How do you know if this deal is for you?
First, do you already have a NFCU credit card? How much available balance do you have? Do you have available credit to do a balance transfer, or will you need to have your credit limit increased? Don't increase your credit limit if that isn't otherwise a good move for you. What is your interest rate on the card now? This is the rate that you will start paying after the 12 month promotional period ends. You don't want to move a huge balance from a lower rate card, then start paying higher rates on it when the promotional period is up.
If you don't already have a NFCU card, you will need to open a new account. Consider all aspects of opening new credit before making a decision - sometimes this is exactly the right thing to do, sometimes it is an awful idea.
If you already have an NFCU credit card with available credit, or you have evaluated the options and it seems wise to ask for a new account or an increased limit, then you need to decide how much credit card debt you want to transfer. Since this offer has no transfer fees, that is not a worry. If the rate on your NFCU card is lower than the debt's current interest rate, then it would make sense to go ahead and move the whole balance. However, if the current account's rate is lower than the regular NFCU rate, then only transfer as much as you can pay off within the 12 month period.

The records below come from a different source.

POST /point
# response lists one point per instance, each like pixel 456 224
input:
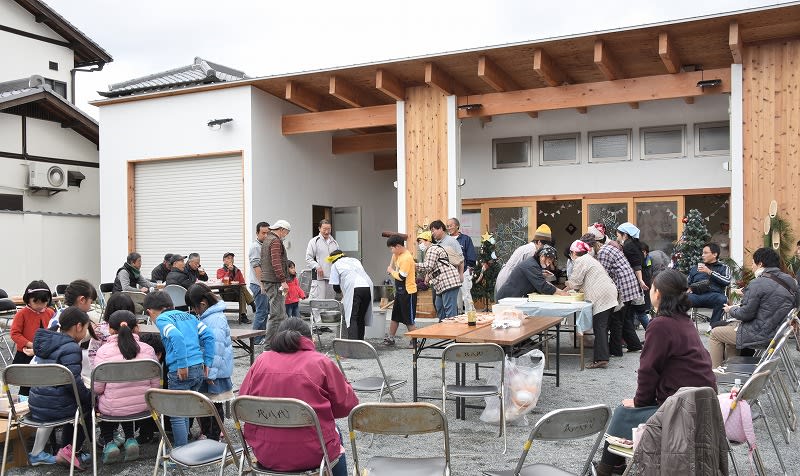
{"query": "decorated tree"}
pixel 486 270
pixel 689 250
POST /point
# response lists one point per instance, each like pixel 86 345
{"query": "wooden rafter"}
pixel 608 65
pixel 389 85
pixel 666 86
pixel 303 97
pixel 339 119
pixel 735 42
pixel 439 79
pixel 364 143
pixel 669 56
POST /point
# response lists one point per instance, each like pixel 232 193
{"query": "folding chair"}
pixel 195 454
pixel 476 354
pixel 326 305
pixel 558 425
pixel 42 375
pixel 399 419
pixel 278 413
pixel 118 372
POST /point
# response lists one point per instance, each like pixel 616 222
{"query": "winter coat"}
pixel 121 399
pixel 54 403
pixel 685 436
pixel 764 307
pixel 216 322
pixel 309 376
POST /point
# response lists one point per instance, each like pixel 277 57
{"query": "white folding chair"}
pixel 119 372
pixel 42 375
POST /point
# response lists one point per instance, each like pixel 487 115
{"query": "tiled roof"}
pixel 199 72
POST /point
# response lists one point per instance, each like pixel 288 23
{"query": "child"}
pixel 56 403
pixel 121 399
pixel 190 351
pixel 211 310
pixel 35 315
pixel 294 294
pixel 116 302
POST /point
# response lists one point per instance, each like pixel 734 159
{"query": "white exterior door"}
pixel 190 206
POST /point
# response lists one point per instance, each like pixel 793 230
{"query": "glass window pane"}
pixel 658 223
pixel 509 225
pixel 610 214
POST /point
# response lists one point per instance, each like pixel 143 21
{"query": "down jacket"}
pixel 216 322
pixel 685 436
pixel 121 399
pixel 55 403
pixel 764 307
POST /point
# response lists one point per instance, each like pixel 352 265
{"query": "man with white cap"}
pixel 274 273
pixel 542 236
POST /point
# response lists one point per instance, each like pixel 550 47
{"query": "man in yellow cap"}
pixel 542 236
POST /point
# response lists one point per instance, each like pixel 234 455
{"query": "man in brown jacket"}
pixel 274 272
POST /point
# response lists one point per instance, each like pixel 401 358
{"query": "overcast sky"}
pixel 272 37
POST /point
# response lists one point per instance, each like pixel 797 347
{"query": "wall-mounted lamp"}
pixel 216 124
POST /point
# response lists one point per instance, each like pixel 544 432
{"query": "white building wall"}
pixel 635 175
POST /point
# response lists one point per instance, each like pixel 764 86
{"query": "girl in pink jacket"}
pixel 121 399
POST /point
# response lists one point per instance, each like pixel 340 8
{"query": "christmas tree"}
pixel 486 270
pixel 689 250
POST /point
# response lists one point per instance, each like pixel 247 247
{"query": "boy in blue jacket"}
pixel 190 351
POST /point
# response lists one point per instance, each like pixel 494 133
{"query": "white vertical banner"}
pixel 737 165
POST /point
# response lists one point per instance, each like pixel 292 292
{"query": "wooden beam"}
pixel 384 161
pixel 735 42
pixel 364 143
pixel 650 88
pixel 669 56
pixel 547 70
pixel 389 85
pixel 339 119
pixel 439 79
pixel 303 97
pixel 344 91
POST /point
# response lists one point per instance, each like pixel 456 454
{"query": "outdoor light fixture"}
pixel 216 124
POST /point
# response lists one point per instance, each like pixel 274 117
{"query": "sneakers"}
pixel 41 458
pixel 111 453
pixel 131 449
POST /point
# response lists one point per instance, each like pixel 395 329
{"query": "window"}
pixel 662 142
pixel 609 146
pixel 712 138
pixel 511 152
pixel 10 202
pixel 559 149
pixel 59 87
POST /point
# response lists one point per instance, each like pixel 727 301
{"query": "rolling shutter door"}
pixel 190 206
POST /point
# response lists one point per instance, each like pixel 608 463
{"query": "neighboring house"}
pixel 638 124
pixel 49 169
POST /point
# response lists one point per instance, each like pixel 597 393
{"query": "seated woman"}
pixel 529 276
pixel 294 369
pixel 589 276
pixel 673 357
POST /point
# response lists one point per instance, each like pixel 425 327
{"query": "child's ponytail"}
pixel 123 323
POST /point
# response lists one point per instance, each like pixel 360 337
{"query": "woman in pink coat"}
pixel 121 399
pixel 294 369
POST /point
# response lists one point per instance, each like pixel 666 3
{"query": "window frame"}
pixel 645 130
pixel 569 135
pixel 709 153
pixel 526 140
pixel 609 132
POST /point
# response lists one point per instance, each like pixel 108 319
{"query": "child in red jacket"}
pixel 294 294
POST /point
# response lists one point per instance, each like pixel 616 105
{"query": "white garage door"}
pixel 190 206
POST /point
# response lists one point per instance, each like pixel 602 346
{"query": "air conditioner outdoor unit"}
pixel 44 176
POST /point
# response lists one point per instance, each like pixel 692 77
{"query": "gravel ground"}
pixel 474 444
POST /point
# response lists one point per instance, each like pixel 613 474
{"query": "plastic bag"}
pixel 523 385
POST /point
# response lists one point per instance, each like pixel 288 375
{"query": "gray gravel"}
pixel 475 445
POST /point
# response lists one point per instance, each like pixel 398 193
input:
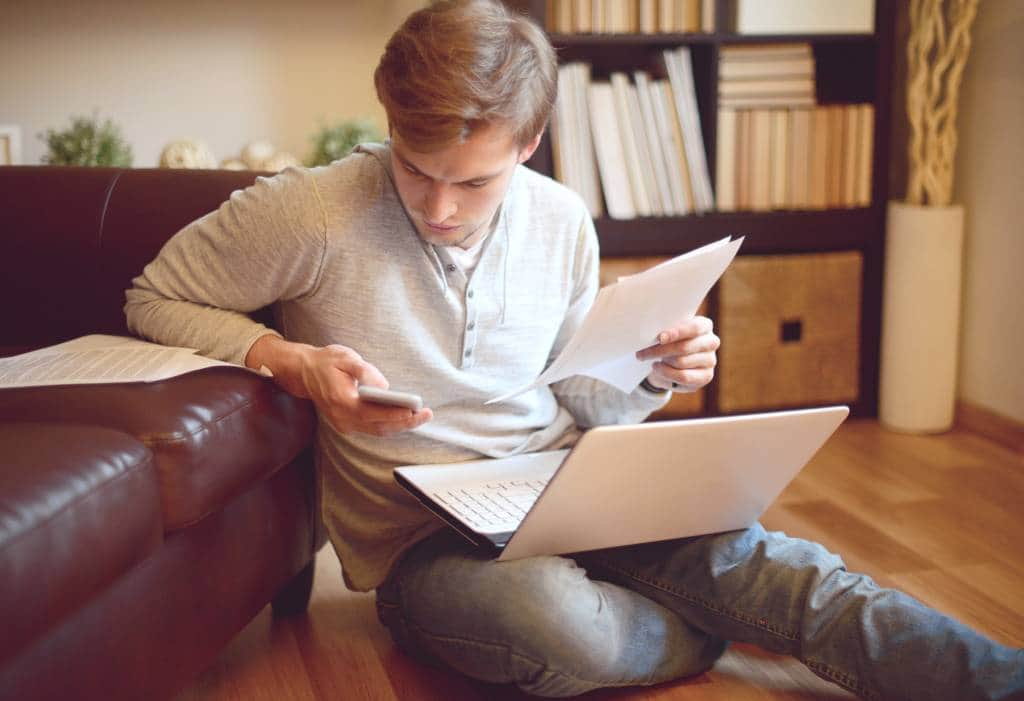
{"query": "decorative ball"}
pixel 187 154
pixel 256 152
pixel 280 162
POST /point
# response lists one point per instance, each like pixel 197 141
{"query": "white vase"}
pixel 921 317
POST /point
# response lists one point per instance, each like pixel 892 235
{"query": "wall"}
pixel 225 73
pixel 990 184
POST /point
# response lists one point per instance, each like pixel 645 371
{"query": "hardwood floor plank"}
pixel 935 516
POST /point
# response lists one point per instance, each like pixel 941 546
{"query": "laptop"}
pixel 622 485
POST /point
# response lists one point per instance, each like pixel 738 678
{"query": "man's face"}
pixel 452 194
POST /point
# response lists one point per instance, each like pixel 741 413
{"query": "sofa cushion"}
pixel 79 506
pixel 213 432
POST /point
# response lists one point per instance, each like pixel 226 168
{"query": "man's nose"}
pixel 439 203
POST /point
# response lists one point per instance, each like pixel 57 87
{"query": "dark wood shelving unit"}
pixel 850 68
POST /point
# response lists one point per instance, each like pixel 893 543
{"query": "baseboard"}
pixel 996 427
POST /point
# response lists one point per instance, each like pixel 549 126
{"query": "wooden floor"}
pixel 938 517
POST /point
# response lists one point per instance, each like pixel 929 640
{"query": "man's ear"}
pixel 528 149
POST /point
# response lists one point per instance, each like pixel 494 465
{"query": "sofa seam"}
pixel 151 458
pixel 107 203
pixel 180 436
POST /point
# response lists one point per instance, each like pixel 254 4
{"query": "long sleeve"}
pixel 593 402
pixel 265 244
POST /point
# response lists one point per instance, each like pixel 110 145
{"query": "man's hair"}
pixel 459 64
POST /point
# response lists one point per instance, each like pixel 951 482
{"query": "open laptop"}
pixel 622 485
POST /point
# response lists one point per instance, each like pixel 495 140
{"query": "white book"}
pixel 561 134
pixel 679 148
pixel 647 157
pixel 631 145
pixel 805 16
pixel 608 148
pixel 681 76
pixel 780 159
pixel 656 147
pixel 725 161
pixel 591 183
pixel 675 161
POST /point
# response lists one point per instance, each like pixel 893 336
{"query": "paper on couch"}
pixel 629 314
pixel 97 359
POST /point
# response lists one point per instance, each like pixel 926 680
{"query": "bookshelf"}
pixel 850 68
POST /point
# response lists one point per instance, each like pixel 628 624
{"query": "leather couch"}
pixel 141 525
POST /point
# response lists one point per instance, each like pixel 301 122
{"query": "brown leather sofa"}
pixel 141 525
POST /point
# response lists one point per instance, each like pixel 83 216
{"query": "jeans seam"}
pixel 515 653
pixel 747 619
pixel 843 680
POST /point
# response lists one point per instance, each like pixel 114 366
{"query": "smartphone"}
pixel 404 399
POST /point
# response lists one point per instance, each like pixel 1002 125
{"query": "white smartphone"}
pixel 404 399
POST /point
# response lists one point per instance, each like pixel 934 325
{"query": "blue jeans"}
pixel 645 614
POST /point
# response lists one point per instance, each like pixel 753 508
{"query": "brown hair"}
pixel 458 64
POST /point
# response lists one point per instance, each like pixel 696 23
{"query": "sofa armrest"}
pixel 212 432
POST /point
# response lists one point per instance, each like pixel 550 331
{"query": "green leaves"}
pixel 333 142
pixel 87 142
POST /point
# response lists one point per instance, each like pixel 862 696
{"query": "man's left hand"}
pixel 685 356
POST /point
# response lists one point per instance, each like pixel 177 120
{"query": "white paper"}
pixel 99 359
pixel 629 314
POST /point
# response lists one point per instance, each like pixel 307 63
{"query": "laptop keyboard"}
pixel 494 506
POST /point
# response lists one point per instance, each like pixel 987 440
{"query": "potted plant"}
pixel 925 234
pixel 87 142
pixel 335 141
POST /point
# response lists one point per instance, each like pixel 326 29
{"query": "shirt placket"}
pixel 459 286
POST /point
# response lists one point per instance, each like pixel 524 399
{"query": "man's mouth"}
pixel 439 227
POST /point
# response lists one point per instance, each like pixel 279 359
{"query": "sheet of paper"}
pixel 629 314
pixel 97 359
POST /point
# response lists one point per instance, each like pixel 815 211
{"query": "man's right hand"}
pixel 329 377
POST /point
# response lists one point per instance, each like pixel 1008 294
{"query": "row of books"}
pixel 795 159
pixel 637 143
pixel 762 76
pixel 630 16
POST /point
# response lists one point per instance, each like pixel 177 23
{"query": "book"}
pixel 767 87
pixel 865 150
pixel 779 199
pixel 680 72
pixel 608 148
pixel 635 164
pixel 835 159
pixel 803 16
pixel 725 161
pixel 656 147
pixel 800 157
pixel 680 172
pixel 818 163
pixel 760 163
pixel 848 178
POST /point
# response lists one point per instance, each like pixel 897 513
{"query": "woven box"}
pixel 791 330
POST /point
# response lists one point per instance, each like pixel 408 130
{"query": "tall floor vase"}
pixel 921 317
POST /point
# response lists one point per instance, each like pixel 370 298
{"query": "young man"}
pixel 441 266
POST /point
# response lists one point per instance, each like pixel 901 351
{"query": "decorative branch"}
pixel 937 51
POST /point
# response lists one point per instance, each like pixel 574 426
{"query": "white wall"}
pixel 990 184
pixel 227 73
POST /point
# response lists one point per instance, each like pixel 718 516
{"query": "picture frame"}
pixel 10 145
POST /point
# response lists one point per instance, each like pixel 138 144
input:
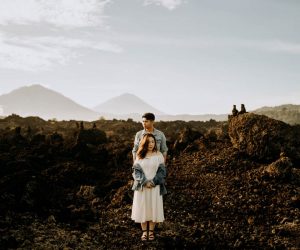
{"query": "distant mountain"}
pixel 125 104
pixel 36 100
pixel 288 113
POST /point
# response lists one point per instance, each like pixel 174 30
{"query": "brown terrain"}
pixel 67 185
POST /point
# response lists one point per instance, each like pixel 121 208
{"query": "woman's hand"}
pixel 150 184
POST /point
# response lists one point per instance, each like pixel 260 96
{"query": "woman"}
pixel 149 174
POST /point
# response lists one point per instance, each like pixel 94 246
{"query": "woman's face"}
pixel 151 144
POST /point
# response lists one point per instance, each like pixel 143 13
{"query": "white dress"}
pixel 148 203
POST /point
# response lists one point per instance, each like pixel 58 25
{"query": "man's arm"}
pixel 135 146
pixel 163 147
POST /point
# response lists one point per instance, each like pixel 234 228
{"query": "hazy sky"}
pixel 181 56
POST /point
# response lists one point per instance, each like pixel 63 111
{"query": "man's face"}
pixel 147 124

If you decide to take advantage of this offer, be sure to do an online or telephone balance transfer - do not use your convenience checks. They will be charged a fee and will not be eligible for the promotional offer.
If you do all the math, and stick to all the details of the deal, balance transfers can be a great way to reduce or eliminate the amount of interest you pay while you get rid of your debt. However, you must be careful to look at all the fine print to make sure you don't have any missteps.